When I was a counselor at a Lutheran summer camp, I invested in a soft carrying case for my guitar. After the evening campfire had been reduced to a rising column of smoke, I could slide my steel-string, acoustic Fender into the sleek black nylon case, zip it up and sling it over my right shoulder for the hike back to the cabin.
In the same way, I thrust my camp-issued green backpack over my left shoulder. This piece of canvas held essentials such as a canteen full of water, matches, songbook, Bible, assorted asthma inhalers dutifully labeled and nine flashlights — one each for my eight little charges and me.
The importance of this balancing act — guitar, right shoulder and backpack, left — was one all counselors understood. We strategically positioned our heavy loads so our hands were free. It's prudent to have a free hand to hold a flashlight, shield your face from a low-hanging branch or to clear a newly spun spiderweb from the path.
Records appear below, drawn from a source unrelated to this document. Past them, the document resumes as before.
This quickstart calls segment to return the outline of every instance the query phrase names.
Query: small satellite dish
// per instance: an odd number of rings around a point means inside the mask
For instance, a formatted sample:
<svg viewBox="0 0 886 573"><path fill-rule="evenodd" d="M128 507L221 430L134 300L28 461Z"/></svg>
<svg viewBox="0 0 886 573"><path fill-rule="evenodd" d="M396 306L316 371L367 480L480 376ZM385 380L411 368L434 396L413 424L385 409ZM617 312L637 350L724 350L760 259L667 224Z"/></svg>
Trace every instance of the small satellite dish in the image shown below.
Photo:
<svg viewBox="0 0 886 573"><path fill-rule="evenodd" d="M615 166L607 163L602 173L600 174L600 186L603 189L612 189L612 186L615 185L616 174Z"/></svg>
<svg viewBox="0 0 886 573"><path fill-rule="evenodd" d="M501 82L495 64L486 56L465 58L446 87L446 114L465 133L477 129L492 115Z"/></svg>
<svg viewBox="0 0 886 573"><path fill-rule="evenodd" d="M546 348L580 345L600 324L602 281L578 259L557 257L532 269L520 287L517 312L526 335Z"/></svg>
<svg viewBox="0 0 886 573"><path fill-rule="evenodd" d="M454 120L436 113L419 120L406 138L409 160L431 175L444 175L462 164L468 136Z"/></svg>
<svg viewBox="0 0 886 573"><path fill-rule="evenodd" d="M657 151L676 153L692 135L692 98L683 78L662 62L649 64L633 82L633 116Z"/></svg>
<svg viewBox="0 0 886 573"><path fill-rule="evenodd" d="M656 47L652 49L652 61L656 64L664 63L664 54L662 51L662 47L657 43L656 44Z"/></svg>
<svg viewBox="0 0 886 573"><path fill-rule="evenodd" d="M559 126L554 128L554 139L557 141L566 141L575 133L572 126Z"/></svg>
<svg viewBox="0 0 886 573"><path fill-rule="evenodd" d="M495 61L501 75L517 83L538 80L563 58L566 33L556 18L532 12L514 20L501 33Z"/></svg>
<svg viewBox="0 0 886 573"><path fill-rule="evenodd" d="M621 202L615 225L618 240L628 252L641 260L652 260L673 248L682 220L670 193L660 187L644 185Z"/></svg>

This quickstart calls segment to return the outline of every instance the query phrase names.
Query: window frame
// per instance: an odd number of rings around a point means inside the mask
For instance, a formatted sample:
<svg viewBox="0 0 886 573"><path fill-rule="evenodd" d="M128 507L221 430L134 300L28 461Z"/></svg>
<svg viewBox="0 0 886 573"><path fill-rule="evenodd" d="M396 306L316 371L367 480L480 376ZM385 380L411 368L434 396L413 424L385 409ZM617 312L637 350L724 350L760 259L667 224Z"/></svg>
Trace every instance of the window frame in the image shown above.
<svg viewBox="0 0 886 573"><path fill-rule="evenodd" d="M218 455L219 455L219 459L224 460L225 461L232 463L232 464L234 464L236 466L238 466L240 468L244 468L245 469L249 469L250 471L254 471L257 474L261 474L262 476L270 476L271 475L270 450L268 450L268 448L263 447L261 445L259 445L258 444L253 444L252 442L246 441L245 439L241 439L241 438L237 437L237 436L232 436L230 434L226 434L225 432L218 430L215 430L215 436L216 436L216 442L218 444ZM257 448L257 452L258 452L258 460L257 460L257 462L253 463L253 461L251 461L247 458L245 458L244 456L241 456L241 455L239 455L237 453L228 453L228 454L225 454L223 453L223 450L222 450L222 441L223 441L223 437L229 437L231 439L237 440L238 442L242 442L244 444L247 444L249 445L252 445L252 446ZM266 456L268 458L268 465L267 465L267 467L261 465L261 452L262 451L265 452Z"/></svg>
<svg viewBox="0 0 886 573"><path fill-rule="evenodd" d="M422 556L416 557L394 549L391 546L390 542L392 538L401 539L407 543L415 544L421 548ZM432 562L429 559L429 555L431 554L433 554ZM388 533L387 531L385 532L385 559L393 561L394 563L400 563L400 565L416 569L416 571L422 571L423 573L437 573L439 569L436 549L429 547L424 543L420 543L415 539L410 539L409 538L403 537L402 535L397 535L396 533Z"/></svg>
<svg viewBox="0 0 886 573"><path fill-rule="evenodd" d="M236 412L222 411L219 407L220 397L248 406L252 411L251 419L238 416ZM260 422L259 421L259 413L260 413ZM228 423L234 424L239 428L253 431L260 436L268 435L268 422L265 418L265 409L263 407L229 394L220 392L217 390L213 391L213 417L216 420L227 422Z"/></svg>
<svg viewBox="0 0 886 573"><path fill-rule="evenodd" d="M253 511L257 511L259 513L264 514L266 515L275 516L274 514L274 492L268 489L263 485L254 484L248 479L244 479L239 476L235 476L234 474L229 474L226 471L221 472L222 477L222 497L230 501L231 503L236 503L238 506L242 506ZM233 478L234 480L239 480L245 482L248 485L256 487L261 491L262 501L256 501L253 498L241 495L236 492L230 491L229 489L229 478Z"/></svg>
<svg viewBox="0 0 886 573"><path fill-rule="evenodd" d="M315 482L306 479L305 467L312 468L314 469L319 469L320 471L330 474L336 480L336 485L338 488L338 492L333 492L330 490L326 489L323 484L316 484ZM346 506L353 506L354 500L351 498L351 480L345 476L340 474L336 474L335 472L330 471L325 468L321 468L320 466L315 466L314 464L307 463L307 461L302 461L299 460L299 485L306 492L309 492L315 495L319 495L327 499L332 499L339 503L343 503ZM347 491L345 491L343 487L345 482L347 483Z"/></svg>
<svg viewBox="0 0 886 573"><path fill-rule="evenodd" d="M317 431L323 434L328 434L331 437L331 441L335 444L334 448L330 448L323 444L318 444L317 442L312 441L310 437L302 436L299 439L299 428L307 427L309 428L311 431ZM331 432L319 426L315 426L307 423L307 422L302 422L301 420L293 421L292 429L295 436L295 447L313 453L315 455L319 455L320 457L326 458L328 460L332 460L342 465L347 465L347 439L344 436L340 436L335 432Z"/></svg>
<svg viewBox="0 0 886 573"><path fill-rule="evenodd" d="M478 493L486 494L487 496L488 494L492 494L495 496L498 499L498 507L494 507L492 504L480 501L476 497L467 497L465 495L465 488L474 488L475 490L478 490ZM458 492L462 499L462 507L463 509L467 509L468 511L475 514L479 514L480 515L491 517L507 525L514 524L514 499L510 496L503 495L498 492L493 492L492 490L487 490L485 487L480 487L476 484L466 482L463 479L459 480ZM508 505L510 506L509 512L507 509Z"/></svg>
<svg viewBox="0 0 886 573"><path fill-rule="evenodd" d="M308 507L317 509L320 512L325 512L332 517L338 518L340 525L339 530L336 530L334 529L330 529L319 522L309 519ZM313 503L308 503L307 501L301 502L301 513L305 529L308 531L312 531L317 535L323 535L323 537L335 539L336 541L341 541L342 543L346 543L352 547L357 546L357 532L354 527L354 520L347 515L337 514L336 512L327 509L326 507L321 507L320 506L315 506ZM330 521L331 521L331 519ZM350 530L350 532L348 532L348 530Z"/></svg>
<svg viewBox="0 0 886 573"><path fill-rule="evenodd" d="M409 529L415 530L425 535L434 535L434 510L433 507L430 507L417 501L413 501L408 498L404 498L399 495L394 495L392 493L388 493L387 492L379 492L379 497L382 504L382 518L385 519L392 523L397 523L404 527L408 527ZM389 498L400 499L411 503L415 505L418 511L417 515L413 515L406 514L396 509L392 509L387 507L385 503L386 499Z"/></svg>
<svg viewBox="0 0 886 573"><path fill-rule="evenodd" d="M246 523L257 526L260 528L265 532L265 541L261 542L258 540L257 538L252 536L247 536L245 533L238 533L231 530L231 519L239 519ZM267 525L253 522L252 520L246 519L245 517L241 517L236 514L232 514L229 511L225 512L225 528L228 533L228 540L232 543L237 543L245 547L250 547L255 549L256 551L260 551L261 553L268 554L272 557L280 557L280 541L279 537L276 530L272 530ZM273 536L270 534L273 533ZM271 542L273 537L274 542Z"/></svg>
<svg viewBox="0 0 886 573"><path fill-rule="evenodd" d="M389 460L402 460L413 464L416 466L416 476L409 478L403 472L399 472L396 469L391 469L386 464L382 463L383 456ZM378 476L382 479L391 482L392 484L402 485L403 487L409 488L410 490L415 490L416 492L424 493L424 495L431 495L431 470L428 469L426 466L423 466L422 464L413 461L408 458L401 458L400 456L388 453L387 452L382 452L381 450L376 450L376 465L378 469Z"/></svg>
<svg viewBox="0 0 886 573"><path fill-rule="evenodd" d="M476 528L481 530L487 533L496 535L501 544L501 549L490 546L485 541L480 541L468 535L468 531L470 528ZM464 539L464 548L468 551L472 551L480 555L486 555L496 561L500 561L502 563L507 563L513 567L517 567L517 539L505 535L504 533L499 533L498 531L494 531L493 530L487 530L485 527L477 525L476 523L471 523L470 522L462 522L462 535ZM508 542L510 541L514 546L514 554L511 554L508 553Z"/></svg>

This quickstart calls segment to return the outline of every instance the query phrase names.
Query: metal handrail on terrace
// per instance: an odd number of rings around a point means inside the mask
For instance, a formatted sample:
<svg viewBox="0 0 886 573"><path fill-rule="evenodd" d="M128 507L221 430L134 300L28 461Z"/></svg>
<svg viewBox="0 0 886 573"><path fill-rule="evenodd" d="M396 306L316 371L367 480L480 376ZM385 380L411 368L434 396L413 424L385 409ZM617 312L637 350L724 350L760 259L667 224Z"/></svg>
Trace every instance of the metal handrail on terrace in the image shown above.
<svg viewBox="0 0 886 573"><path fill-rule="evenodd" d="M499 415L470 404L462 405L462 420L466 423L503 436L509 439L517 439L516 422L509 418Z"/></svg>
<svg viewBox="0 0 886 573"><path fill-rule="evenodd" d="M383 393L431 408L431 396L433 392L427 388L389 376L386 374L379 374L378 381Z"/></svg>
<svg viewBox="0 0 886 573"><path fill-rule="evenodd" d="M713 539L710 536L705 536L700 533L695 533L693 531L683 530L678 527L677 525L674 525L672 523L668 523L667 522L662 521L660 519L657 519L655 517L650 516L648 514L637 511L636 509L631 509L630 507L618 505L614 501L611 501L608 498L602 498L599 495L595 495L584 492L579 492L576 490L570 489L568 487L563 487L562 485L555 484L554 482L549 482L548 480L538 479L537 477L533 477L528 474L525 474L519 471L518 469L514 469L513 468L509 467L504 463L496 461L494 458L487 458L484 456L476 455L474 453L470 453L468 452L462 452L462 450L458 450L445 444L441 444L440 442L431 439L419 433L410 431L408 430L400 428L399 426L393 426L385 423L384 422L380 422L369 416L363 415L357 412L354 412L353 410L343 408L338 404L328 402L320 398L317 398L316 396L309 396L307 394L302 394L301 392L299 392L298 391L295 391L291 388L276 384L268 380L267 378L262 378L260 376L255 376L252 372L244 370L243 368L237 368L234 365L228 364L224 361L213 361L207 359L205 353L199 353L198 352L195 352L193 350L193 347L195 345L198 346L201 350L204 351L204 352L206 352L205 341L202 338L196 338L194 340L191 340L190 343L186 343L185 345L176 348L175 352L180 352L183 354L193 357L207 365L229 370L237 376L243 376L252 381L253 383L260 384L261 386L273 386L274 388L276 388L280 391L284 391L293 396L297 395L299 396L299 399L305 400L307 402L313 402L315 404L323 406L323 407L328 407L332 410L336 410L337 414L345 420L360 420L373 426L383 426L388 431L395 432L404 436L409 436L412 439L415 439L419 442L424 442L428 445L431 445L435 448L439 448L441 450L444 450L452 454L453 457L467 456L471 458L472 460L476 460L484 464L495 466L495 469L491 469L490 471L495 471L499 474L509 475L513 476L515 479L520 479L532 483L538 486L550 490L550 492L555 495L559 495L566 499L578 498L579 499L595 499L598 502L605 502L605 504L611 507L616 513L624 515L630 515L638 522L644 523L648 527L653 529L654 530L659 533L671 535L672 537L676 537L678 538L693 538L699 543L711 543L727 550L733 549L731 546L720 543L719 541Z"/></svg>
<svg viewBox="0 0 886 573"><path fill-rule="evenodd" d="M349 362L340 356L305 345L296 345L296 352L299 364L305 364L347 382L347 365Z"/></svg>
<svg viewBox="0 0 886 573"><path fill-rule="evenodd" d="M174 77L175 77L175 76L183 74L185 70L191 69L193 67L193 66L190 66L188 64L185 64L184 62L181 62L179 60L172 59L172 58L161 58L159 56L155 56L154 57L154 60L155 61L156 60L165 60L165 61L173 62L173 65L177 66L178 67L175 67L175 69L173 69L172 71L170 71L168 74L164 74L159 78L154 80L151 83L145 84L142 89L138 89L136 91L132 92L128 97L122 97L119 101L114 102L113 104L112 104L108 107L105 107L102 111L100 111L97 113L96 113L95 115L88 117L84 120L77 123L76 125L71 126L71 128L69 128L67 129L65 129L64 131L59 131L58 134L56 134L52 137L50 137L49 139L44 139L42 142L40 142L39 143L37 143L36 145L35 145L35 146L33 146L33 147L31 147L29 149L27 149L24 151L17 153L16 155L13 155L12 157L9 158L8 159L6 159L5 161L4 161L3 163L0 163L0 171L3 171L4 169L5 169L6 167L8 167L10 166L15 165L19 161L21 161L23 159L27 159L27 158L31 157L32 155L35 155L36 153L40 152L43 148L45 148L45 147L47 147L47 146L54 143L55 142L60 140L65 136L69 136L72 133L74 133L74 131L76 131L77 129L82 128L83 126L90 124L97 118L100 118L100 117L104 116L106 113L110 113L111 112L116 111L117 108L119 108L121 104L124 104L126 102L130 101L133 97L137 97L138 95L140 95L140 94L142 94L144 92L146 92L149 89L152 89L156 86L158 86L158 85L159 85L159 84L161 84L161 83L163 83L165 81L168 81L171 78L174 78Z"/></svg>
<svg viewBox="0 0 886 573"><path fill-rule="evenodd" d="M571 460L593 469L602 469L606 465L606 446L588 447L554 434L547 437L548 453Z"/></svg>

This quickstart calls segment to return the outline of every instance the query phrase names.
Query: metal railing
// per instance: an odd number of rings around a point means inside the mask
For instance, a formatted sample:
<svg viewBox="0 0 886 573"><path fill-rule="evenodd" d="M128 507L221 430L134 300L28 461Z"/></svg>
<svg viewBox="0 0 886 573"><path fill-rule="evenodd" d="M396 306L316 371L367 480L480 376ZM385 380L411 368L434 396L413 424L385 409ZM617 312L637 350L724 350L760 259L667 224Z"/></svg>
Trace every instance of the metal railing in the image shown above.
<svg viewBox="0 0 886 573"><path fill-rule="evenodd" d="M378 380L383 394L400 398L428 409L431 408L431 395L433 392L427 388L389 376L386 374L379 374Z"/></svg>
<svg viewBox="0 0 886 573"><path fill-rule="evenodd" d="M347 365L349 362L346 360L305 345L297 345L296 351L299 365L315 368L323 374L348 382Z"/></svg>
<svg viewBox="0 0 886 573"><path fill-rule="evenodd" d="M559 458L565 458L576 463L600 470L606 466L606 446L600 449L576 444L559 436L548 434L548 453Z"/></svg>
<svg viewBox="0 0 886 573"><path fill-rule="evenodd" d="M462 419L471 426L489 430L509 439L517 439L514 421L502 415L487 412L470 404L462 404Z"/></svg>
But our hands were freed for another purpose — to clasp the hands of our eager, affectionate campers. Depending on the age of the children, it was possible to fit two miniature hands in my one, at once accommodating half of my group. These four would then lend their free hands to the others in the troop, and we would all be connected for the walk home. No matter how awkward this arrangement was, connectedness is what mattered most.
God must have perfected balancing burdensome loads long ago. Although slung over his shoulders may be war, terror, loneliness, hunger, pain and, alternately, the prayers of the faithful, songs, celebrations and creation, God manages to leave his hands free to hold ours when we bound around, eagerly seeking the firm grip of our Father's life-giving love.
It's good to know that I'm always able to reach out to God, knowing his hand will be waiting for mine to help me navigate the paths of life.